Grumpy Bunny brought up the whole perfume thing. At the risk of sounding like a grump myself, I think people should be banned from wearing perfume in the office. Either that or their should be training in "Smells 101" for all new employees.
Two cubicles away, there was a woman who appeared to bathe in a perfume called "Navy". I have never bought Navy and would not know what Navy smelt like if someone else had not identified it for me, but I can tell you, whoever sells Navy will never get any business from me.
That woman might as well have been wearing a bell around her neck, because we always knew when she was coming, or going. She had her own personal entourage of smell to announce her presence.

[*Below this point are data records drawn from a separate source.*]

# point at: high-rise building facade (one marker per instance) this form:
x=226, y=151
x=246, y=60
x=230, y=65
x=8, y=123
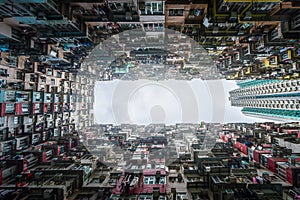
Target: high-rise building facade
x=275, y=99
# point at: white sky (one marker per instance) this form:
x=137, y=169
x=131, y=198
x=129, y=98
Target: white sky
x=169, y=102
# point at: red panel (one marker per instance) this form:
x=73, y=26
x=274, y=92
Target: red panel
x=271, y=165
x=0, y=176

We had another woman in accounting that also thought she needed to douse herself in the Eu De, only she had good reason. Somehow she believed that slapping on some bug juice would cover up her own natural body odors. All she succeeded in doing was smelling like a bear fart in a rose garden.
We also had a guy show up on his first day of work smelling like he hadn't bathed in a week. I got the pleasure of showing him to his new cubicle...and his new cubicle mates, I am sure they were as unhappy to see him arrive as I was happy to escape. He only lasted two weeks, unsurprising from someone who couldn't even shower for their first day of work.
The pleasure of working in an office is that you can delight all of your senses, sometimes all at once.